In June of 2011 the Australian Safety Critical Systems Association (ASCSA) published a short discussion paper on what they believed to be the philosophical principles necessary to successfully guide the development of a safety critical system. The paper identified eight management and eight technical principles, but do these principles do justice to the purported purpose of the paper?
Referring to the Oxford dictionary you find principle defined as, “a fundamental truth or proposition that serves as the foundation for a system of belief or behaviour or for a chain of reasoning”. Clearly the authors intended for the principles so enumerated to serve as the foundational concepts for safety management and engineering performed when developing safety critical systems.
A worthy objective, but I’m afraid I didn’t really come away with the feeling that they had nailed the philosophy part. A lot of good common sense statements, but philosophy? As in the study of the fundamental nature of knowledge, nature and reality? Not so much…
So, throwing my hat in the ring here’s my working list of philosophical principles.
The (Very Draft) Philosophical Principles of Safety Critical Systems
- Operating a safety critical system requires a decision to accept the residual risk of operation by society.
- There exists an ethical duty imposed on decision makers to eliminate if practical or where it is not practical to eliminate, to reduce the known and suspected risks to an acceptable level.
- The safety of a technological system cannot be divorced from it’s operational, organisational and societal context.
- Risk is a social construct and can never be evaluated in a totally objective fashion.
- When evaluating risk we must be clear as to whether we are dealing with an ergodic or non ergodic system.
- The uncertainty element of risk is made up of aleatory, epistemic and ontological components:
- Aleatory. The randomness of inherently random processes, for example equipment random failure rates,
- Epistemic. Uncertainty over parameters in the model of the system. For example in the estimates of severity and probability values, and
- Ontological.

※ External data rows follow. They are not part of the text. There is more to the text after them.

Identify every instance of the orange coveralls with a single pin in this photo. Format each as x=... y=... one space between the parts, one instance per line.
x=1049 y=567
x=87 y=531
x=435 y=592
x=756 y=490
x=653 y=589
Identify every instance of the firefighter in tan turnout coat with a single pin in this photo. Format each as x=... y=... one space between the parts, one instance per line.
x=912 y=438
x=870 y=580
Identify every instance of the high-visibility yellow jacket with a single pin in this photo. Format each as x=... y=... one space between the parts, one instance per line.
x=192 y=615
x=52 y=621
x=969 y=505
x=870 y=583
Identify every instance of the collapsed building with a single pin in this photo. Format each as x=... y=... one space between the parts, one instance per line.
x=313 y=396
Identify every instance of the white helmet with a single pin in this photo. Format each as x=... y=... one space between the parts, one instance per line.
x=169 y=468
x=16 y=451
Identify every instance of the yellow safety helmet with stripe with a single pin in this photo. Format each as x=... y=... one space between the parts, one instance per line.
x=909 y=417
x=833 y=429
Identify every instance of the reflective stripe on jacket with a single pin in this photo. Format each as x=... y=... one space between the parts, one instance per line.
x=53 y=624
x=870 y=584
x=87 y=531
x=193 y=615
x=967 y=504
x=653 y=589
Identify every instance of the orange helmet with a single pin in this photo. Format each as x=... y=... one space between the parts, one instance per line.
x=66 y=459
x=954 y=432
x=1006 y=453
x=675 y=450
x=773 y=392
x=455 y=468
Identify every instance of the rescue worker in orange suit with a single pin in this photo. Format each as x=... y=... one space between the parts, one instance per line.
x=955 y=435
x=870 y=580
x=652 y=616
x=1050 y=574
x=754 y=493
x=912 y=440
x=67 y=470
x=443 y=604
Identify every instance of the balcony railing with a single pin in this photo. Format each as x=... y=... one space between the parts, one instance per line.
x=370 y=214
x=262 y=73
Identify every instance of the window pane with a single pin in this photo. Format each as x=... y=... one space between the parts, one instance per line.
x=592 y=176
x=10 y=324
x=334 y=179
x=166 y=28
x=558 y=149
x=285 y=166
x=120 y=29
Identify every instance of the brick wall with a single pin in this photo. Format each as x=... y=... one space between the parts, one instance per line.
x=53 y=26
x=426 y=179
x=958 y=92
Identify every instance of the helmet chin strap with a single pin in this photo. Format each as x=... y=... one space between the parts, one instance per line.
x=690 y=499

Uncertainty as to the correctness or completeness of the model of a system. For example the undetected presence of design errors, requirements incompleteness, invalid models or erroneous assumptions.
- As a result of the presence of epistemic and ontological risk operating risk will include both a known and unknown components.
- Some unknown risks may disclose themselves in the life of the systems, some may never be identified.
- Designing for safety must address both the aleatory risk posed by the system being constructed from imperfect components and fallible people as well as the risk introduced by epistemic and ontological uncertainty.
- Safety critical system risk for high consequence systems is dominated by epistemic and ontological risk e.g. the risks associated with the limits of our knowledge.
- The greater the potential severity component of safety risk the more likely the organisational focus will be on prevention of accidents rather than mitigation of consequences.
- The greater the severity of a potential accident the lower the required occurrence rate and the greater the epistemic and ontological uncertainty of estimation of probability.
- The greater the epistemic uncertainty of probability estimates the more the focus should be upon the reduction in the severity of consequences.
- The lower the required probability of an accident the less we can rely upon the assumption of independence of events to justify a low likelihood of occurrence.
- Complexity breeds ontological uncertainty and risk. The more complex a system the more likely it is that an accident will be due to the unintended and unidentified interaction of components, rather than singular component failures or human errors.
- Complex safety critical technological systems are highly optimised towards a tolerance of frequently occurring failure events but are vulnerable to rare combinations of such events.
- As a consequence of their highly optimised tolerance design the probability distribution of accident severity will exhibit a heavy tail distribution.
- One can never absolutely ‘prove’ the safety of a system as such arguments are inherently inductive. Therefore a rigorous (and ongoing) attempt to test for and identify flaws in the safety argument, rather than attempting to prove it in some absolute sense, should be adopted.
The above list is in no way complete, and I’d appreciate suggested additional principles.